Cuando un funcionario de la justicia alardea públicamente de diálogos con quienes están siendo investigados, sin que los criterios de proporcionalidad y transparencia queden claros, lo que se fortalece no es la lucha contra la corrupción, sino la sensación de que la investigación penal se ha convertido en una herramienta de negociación política y económica.
Ese tipo de prácticas, lejos de acercar al país a la integridad institucional, profundiza la desconfianza de la ciudadanía y deja en entredicho la seriedad con que deben conducir estas causas quienes tienen la responsabilidad de hacerlo.
Resulta, a todas luces, bochornoso ante la sociedad dominicana, después de que decenas de médicos, clínicas, laboratorios, farmacias, desfalcaron, de manera indiscriminada, a SENASA, apropiándose, de manera fraudulenta, de miles y miles de millones de pesos de la salud del pueblo, se despache ahora el Ministerio Público, en la persona de Wilson Camacho, con esas declaraciones totalmente destempladas y casi ofensivas
No se trata de cuestionar la legalidad de las salidas alternas o de los acuerdos procesales. Estas figuras existen en casi todos los sistemas penales modernos. El problema surge cuando la excepción se convierte en regla, cuando el castigo es sustituido por el cálculo político y económico, y cuando la justicia deja de ser un principio para convertirse en un negocio.
Cuando se trata de recursos destinados a la salud del pueblo — fondos que impactan directamente a los más vulnerables — el mensaje institucional debe ser de firmeza, templanza y transparencia. En cambio, anuncios de ¨acuerdos¨, sin que se expliquen con claridad sus fundamentos legales y alcances, generan indignación y alimentan la percepción de impunidad e indulgencia ante los inculpados.

No se puede, por un lado, presentar los hechos como un grave desfalco millonario y, por otro, transmitir la idea de arreglos que parecen restar gravedad a lo ocurrido. La sociedad merece explicaciones claras, criterios objetivos y actuaciones firmes y proporcionales a la magnitud del daño denunciado.
La pregunta que surge es inevitable y profundamente incómoda:
¿Desde cuándo devolver parte del dinero sustituye la responsabilidad penal de un funcionario público?
La devolución de recursos sustraídos debería ser una obligación mínima, no una moneda de cambio para comprar libertad. Cuando un alto funcionario puede resolver su situación judicial con un cheque, el mensaje al país es devastador: robar desde el poder no es un crimen grave, es una operación negociable.

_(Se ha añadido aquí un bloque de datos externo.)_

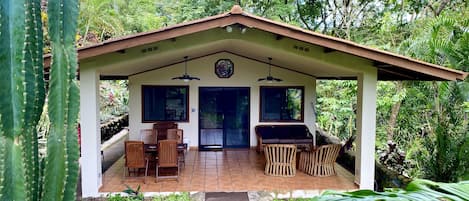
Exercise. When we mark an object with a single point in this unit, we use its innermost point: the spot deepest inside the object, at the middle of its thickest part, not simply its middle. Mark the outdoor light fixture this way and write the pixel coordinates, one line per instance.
(269, 78)
(185, 77)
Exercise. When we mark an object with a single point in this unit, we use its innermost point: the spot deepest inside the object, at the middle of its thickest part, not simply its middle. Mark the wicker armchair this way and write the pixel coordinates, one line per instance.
(280, 160)
(167, 157)
(320, 162)
(135, 158)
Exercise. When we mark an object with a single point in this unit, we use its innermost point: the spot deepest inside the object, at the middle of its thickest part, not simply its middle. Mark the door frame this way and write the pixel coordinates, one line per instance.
(248, 145)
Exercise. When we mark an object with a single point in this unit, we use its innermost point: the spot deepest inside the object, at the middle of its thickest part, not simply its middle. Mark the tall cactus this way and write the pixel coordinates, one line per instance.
(61, 168)
(22, 98)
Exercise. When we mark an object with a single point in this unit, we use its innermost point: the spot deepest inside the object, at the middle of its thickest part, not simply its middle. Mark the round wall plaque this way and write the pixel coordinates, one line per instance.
(224, 68)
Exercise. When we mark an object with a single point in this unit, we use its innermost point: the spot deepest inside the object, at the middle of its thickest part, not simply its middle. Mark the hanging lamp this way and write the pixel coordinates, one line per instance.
(185, 77)
(269, 78)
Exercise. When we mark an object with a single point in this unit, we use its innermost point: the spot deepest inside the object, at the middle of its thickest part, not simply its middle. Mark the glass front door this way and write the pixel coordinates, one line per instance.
(223, 117)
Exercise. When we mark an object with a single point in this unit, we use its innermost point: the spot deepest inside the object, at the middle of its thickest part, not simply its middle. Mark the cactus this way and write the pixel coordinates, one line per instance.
(22, 176)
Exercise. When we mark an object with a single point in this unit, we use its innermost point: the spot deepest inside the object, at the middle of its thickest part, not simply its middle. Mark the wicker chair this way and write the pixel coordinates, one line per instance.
(135, 158)
(167, 157)
(178, 135)
(280, 160)
(320, 162)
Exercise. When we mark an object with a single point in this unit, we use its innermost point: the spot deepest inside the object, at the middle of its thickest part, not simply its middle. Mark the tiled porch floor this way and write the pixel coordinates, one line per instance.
(226, 171)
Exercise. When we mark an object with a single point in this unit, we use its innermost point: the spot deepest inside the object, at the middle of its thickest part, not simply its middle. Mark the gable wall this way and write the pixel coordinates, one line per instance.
(246, 73)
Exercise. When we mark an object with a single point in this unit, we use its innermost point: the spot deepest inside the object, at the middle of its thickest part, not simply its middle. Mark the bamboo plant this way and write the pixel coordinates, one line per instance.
(23, 174)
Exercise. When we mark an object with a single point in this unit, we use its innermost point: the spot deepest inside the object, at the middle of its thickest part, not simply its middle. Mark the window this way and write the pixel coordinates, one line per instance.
(165, 103)
(281, 104)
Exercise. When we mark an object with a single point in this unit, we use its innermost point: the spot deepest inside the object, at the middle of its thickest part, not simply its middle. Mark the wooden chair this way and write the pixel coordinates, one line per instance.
(148, 136)
(178, 135)
(320, 162)
(280, 160)
(167, 157)
(135, 158)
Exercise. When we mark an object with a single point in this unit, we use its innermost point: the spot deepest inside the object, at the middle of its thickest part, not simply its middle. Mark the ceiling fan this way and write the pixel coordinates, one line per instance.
(269, 78)
(185, 77)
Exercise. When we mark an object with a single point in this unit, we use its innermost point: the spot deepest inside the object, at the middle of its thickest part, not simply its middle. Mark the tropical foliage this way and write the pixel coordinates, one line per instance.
(428, 120)
(416, 190)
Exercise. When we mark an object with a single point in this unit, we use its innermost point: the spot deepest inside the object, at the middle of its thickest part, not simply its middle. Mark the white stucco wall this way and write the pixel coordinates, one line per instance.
(246, 73)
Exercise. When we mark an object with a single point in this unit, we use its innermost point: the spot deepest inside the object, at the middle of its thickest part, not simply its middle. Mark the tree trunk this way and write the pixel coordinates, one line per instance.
(394, 113)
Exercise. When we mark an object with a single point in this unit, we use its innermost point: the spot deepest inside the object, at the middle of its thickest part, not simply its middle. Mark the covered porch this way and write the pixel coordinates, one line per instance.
(301, 57)
(235, 170)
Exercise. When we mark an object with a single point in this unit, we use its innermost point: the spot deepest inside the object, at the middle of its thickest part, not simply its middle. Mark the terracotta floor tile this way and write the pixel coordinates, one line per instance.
(225, 171)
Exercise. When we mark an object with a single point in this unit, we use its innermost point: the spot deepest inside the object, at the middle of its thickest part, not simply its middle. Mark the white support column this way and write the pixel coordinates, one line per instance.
(91, 177)
(366, 129)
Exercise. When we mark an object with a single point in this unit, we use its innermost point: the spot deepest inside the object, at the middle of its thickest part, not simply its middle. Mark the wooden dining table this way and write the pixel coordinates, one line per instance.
(153, 148)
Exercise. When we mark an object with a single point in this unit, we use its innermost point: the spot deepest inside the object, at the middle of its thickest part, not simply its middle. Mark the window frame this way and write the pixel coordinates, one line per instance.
(261, 117)
(164, 86)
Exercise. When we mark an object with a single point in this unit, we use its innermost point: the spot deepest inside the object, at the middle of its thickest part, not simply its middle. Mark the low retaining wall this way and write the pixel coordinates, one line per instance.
(113, 127)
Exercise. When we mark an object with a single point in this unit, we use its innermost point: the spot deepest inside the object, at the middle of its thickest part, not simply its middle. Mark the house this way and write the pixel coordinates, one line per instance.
(229, 53)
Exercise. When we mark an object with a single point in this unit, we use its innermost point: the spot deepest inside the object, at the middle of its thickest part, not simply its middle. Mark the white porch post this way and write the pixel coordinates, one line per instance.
(90, 133)
(366, 129)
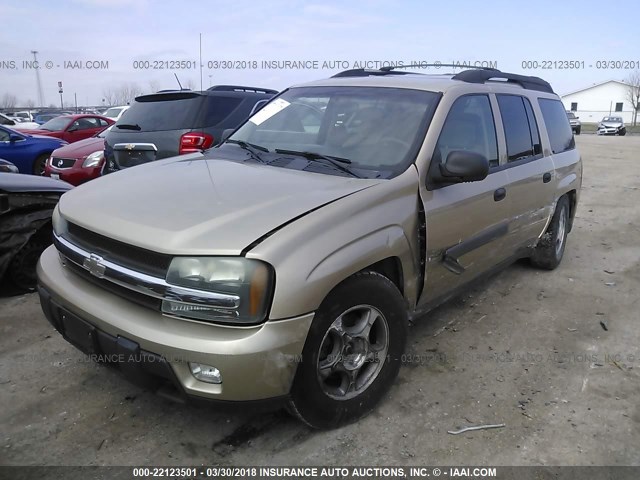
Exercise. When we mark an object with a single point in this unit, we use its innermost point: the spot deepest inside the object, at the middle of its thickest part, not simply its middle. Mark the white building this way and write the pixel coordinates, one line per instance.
(592, 103)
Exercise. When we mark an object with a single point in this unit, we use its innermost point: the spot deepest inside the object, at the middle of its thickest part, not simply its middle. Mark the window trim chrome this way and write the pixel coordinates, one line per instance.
(142, 283)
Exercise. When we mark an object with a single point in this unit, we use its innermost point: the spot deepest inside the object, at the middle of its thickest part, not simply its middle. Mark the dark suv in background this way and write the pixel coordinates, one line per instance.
(166, 124)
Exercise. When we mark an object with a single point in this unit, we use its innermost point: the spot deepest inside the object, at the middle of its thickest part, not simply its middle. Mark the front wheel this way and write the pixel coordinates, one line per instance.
(550, 249)
(352, 353)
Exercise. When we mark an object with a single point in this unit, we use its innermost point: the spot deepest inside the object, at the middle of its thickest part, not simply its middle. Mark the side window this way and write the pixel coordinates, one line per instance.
(517, 132)
(218, 108)
(533, 127)
(469, 126)
(557, 124)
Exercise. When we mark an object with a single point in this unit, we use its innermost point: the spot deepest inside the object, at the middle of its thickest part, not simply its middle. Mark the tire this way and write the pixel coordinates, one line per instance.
(39, 164)
(22, 269)
(550, 248)
(345, 372)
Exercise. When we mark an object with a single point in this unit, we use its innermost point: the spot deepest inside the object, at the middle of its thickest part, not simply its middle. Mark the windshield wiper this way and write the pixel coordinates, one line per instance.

No se puede combatir un mal estructural con paños tibios. Cada vez que un expediente por corrupción concluye en un acuerdo que evita condenas proporcionales, cárcel efectiva o recuperación total de lo robado, el mensaje al país es claro: la corrupción es rentable. No es una conducta que destruya carreras, sino una apuesta con margen de negociación.
En un país donde la corrupción ha echado raíces profundas, el Ministerio Público debería ser el muro de contención frente al abuso del poder. Sin embargo, la práctica reiterada de negociaciones complacientes, acuerdos sin sanciones ejemplares y procesos que se diluyen en el tiempo ha convertido a esa institución en algo peligrosamente distinto: un engranaje funcional del sistema de impunidad.
Cuando la justicia negocia sin transparencia, sin proporcionalidad y sin consecuencias reales, pierde autoridad moral. Y cuando la justicia pierde autoridad, la corrupción no retrocede: se fortalece.
Decir que el Ministerio Público combate la corrupción se ha vuelto un eslogan repetido hasta el cansancio. Sin embargo, cuando se observa la práctica cotidiana —acuerdos complacientes, negociaciones opacas y sanciones simbólicas— la realidad resulta incómoda: una justicia que negocia la corrupción termina promoviéndola.
Mientras la corrupción siga siendo negociable, seguirá siendo rentable. Y mientras el órgano encargado de perseguirla actúe con complacencia frente al poder político y económico, no será parte de la solución, sino parte del problema.